Fatton disse que, embora a exigência de dar cargos no Gabinete da federação de gangues de Cherizier seja “uma proposta maluca”, ele acrescentou que uma anistia envolvendo a entrega de armas pode ser uma solução.
“O governo salva a cara, as gangues dizem: ‘Conseguimos o que queríamos’, e há um compromisso”, disse ele.
Mas a exigência de anular os mandados de prisão provavelmente seria rejeitada pelo governo, que há muito procura prender Cherizier sob acusações que incluem orquestrar um dos piores massacres do país, no qual dezenas de homens, mulheres e crianças foram mortos.
Autoridades haitianas alertaram a comunidade internacional que a situação é terrível, observando que um recente surto de cólera também pode piorar devido à disponibilidade limitada de água e outros suprimentos básicos.
Na sexta-feira, o UNICEF alertou que quase 100.000 crianças menores de 5 anos já sofrem de desnutrição aguda grave e são vulneráveis à cólera: “A crise no Haiti é cada vez mais uma crise infantil”.
Também está se tornando uma crise para as mulheres. O Fundo de População das Nações Unidas disse na sexta-feira que 30.000 mulheres grávidas estão em risco porque cerca de três quartos dos hospitais do Haiti não podem fornecer serviços devido à falta de combustível.
Além disso, as gangues estão cada vez mais estuprando mulheres e meninas, bem como meninos e até certo ponto homens, para exercer e manter o controle sobre o território, de acordo com um relatório de Direitos Humanos da ONU divulgado na sexta-feira.
Helen La Lime, a principal autoridade da ONU no Haiti, disse a repórteres em uma entrevista coletiva que os abusos dos direitos humanos, incluindo estupro e agressão sexual, atingiram níveis alarmantes.
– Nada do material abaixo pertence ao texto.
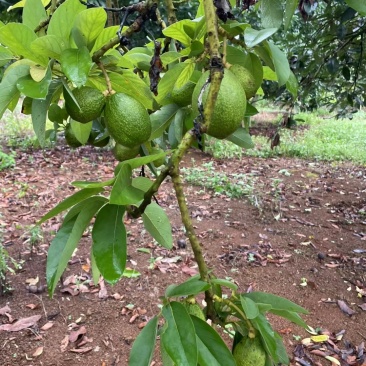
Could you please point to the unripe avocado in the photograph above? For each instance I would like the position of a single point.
(246, 80)
(250, 352)
(229, 108)
(127, 120)
(90, 100)
(122, 153)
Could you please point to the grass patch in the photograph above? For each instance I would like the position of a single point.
(324, 139)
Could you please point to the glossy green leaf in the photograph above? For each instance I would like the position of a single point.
(250, 307)
(281, 64)
(40, 109)
(129, 83)
(65, 242)
(76, 64)
(291, 6)
(110, 242)
(358, 5)
(50, 45)
(187, 288)
(37, 90)
(18, 38)
(179, 338)
(81, 130)
(241, 138)
(277, 302)
(69, 202)
(157, 223)
(225, 283)
(33, 13)
(90, 23)
(161, 119)
(8, 88)
(271, 13)
(63, 19)
(212, 350)
(253, 37)
(123, 193)
(144, 345)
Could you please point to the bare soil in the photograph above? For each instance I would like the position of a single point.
(305, 241)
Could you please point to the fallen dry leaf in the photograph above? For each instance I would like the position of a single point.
(345, 308)
(21, 324)
(38, 352)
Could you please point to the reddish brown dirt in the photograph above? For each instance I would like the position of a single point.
(305, 230)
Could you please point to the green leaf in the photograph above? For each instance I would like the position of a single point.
(187, 288)
(292, 85)
(110, 242)
(50, 46)
(87, 184)
(63, 19)
(161, 119)
(123, 193)
(277, 302)
(241, 138)
(8, 88)
(179, 338)
(144, 345)
(226, 283)
(129, 83)
(291, 6)
(157, 223)
(33, 13)
(69, 202)
(18, 38)
(281, 64)
(253, 37)
(212, 350)
(39, 111)
(250, 307)
(90, 23)
(104, 37)
(272, 13)
(359, 6)
(177, 31)
(291, 316)
(33, 89)
(65, 242)
(76, 64)
(167, 82)
(81, 130)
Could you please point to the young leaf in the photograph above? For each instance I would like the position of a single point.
(161, 119)
(90, 23)
(157, 223)
(8, 88)
(272, 13)
(277, 302)
(250, 307)
(179, 338)
(18, 38)
(63, 18)
(65, 242)
(212, 350)
(69, 202)
(143, 347)
(33, 13)
(187, 288)
(241, 138)
(110, 242)
(76, 64)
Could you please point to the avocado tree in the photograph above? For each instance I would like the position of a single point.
(191, 77)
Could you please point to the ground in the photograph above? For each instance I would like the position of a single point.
(302, 236)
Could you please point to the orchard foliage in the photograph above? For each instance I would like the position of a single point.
(60, 47)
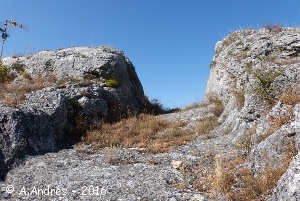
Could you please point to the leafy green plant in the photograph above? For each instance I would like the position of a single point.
(4, 73)
(25, 74)
(264, 86)
(212, 64)
(112, 83)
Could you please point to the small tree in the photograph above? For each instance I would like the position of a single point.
(4, 31)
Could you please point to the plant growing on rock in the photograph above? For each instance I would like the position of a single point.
(112, 83)
(264, 85)
(4, 73)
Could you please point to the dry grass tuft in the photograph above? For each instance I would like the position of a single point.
(153, 134)
(13, 94)
(206, 125)
(241, 183)
(291, 98)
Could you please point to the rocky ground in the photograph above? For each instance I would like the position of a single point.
(247, 128)
(83, 173)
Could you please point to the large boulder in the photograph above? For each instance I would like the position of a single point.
(80, 95)
(255, 74)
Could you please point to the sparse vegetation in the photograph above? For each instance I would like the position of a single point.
(112, 83)
(264, 87)
(26, 75)
(13, 94)
(4, 73)
(240, 98)
(274, 27)
(153, 134)
(290, 98)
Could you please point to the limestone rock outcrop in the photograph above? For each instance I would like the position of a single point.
(256, 76)
(80, 94)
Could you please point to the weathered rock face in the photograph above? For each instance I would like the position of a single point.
(256, 76)
(80, 96)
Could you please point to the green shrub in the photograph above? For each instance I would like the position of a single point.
(264, 86)
(25, 74)
(112, 83)
(4, 73)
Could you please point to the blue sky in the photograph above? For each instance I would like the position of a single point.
(170, 42)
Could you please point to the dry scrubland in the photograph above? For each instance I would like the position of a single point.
(240, 143)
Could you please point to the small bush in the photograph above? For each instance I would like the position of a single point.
(112, 83)
(25, 74)
(274, 27)
(290, 98)
(4, 73)
(264, 86)
(205, 126)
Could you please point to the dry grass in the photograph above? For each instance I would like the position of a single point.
(241, 183)
(153, 134)
(13, 94)
(205, 126)
(290, 98)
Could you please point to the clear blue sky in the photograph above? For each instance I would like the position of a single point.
(170, 42)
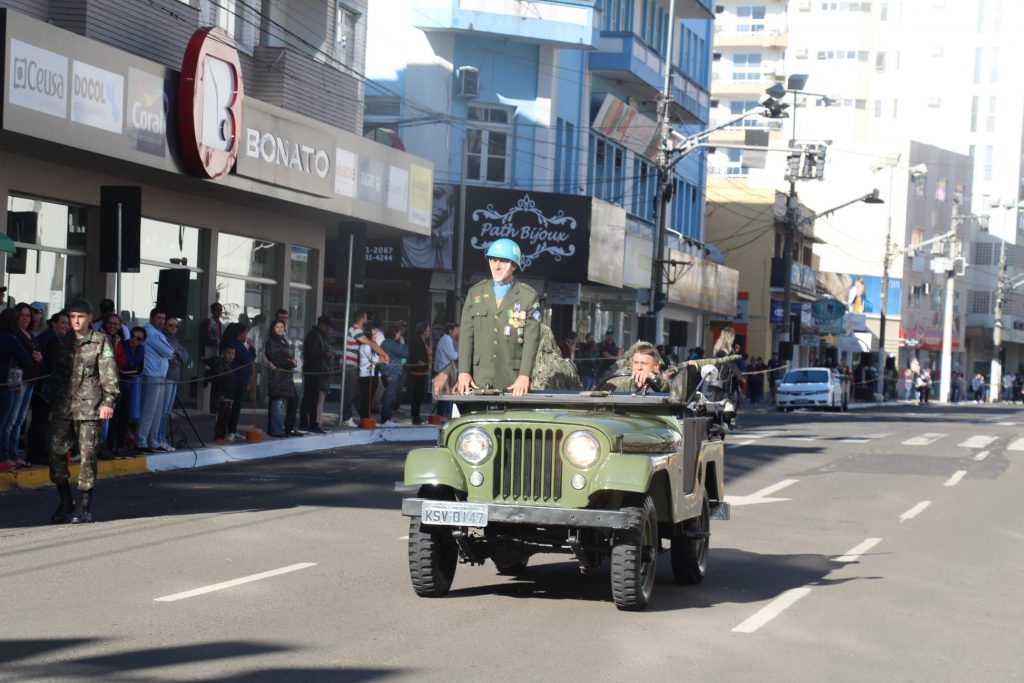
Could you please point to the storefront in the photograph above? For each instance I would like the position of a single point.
(79, 116)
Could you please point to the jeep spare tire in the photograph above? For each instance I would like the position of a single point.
(634, 558)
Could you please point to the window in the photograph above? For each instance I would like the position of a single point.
(565, 156)
(487, 135)
(644, 187)
(980, 302)
(981, 253)
(344, 36)
(751, 18)
(238, 17)
(606, 170)
(747, 67)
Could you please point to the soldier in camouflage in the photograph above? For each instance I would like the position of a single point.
(501, 327)
(83, 391)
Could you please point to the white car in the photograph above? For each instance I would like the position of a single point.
(811, 387)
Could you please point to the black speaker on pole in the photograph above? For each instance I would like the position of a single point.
(647, 326)
(130, 200)
(172, 292)
(677, 333)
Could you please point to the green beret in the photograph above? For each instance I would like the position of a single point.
(80, 306)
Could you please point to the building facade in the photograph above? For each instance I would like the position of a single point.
(94, 97)
(547, 114)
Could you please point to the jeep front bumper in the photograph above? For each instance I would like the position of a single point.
(541, 516)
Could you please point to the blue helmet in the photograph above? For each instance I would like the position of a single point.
(506, 249)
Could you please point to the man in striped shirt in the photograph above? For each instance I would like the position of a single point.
(355, 336)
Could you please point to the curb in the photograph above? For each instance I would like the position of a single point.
(38, 477)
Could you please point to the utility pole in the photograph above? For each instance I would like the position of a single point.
(665, 166)
(1000, 297)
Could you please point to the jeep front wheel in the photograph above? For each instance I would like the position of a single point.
(689, 548)
(433, 555)
(634, 558)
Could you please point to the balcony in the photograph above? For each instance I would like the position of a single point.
(624, 57)
(803, 278)
(564, 24)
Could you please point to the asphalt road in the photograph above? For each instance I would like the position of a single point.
(883, 544)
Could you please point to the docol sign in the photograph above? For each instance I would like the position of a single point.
(210, 103)
(553, 230)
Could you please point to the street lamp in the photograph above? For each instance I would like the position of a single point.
(916, 172)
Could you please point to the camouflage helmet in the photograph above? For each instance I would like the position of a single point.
(507, 250)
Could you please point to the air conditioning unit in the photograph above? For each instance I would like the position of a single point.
(467, 82)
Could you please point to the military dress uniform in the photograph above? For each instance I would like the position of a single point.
(499, 340)
(84, 379)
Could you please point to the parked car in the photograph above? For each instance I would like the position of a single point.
(599, 475)
(812, 387)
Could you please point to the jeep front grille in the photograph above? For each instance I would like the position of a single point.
(527, 464)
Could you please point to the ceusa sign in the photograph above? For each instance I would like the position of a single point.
(282, 151)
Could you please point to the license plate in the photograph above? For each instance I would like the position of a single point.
(454, 514)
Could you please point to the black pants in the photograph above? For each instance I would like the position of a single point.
(307, 411)
(238, 391)
(418, 387)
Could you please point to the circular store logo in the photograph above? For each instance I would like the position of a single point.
(210, 103)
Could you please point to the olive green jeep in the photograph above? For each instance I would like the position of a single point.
(598, 474)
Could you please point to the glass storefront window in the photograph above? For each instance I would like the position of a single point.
(49, 265)
(247, 276)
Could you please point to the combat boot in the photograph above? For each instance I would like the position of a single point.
(82, 514)
(67, 504)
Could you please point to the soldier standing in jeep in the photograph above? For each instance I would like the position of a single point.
(501, 330)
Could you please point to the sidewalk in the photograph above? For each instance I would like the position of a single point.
(190, 453)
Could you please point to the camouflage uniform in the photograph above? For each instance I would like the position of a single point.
(84, 378)
(499, 342)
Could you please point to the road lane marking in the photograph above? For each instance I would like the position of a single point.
(954, 479)
(914, 511)
(924, 439)
(854, 553)
(772, 609)
(865, 438)
(762, 496)
(233, 582)
(978, 441)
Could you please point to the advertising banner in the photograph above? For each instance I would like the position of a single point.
(862, 294)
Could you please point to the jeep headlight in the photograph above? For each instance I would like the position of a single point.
(474, 445)
(582, 449)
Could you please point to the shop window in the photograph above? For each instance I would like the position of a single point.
(248, 276)
(49, 265)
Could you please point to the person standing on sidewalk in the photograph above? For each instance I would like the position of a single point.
(419, 369)
(158, 354)
(355, 338)
(83, 390)
(315, 380)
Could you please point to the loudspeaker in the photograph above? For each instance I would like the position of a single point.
(784, 351)
(130, 199)
(677, 333)
(172, 292)
(358, 233)
(646, 327)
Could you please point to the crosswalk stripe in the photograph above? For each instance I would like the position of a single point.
(924, 439)
(977, 441)
(865, 438)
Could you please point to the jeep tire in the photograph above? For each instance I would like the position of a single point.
(634, 558)
(433, 555)
(689, 549)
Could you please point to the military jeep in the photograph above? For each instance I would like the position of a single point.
(598, 474)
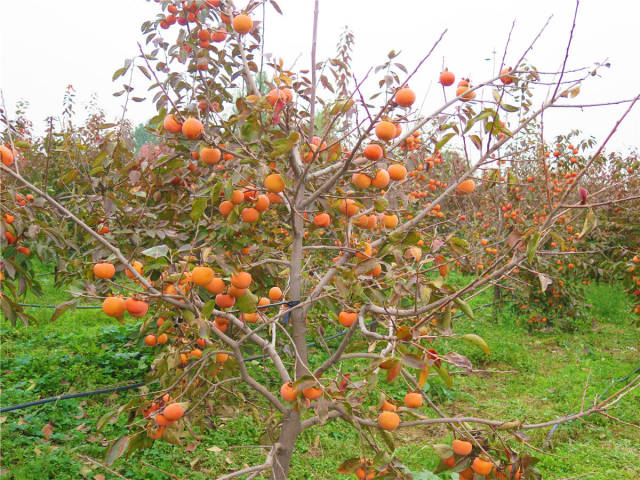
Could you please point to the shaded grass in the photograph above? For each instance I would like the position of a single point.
(84, 350)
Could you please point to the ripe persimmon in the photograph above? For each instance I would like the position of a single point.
(250, 215)
(104, 270)
(389, 421)
(192, 128)
(201, 276)
(390, 221)
(381, 179)
(373, 151)
(241, 279)
(348, 207)
(274, 183)
(113, 306)
(481, 467)
(171, 125)
(242, 23)
(413, 400)
(397, 171)
(322, 220)
(347, 319)
(288, 392)
(385, 131)
(219, 35)
(466, 186)
(465, 92)
(173, 411)
(360, 180)
(210, 156)
(262, 203)
(6, 155)
(275, 294)
(405, 97)
(506, 78)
“Os testemunhos das vítimas são realmente horríveis”, disse ela. “Isso deve parar.”
Arnaud Gustave Royer, do Escritório de Direitos Humanos do Alto Comissariado da ONU, observou que uma mulher viu seu marido ser executada por gangues e foi estuprada por vários homens armados na frente de seus quatro filhos por várias horas.
“O estupro se torna uma arma, uma tática para gangues”, disse ele, acrescentando que os atos cometidos são extremamente violentos e feitos na frente de familiares para humilhar as vítimas.
As gangues, que controlam cerca de 60% de Porto Príncipe, estupraram crianças de até 10 anos e também mulheres idosas, de acordo com o relatório da ONU.
Em um caso, um menino de 12 anos foi estuprado por cinco indivíduos que minutos antes haviam estuprado sua irmã mais velha durante confrontos de gangues em abril, disse a ONU: “Alguns dias depois, seu corpo foi encontrado, com um ferimento de bala. na cabeça, deitado em uma pilha de lixo em uma área abandonada.”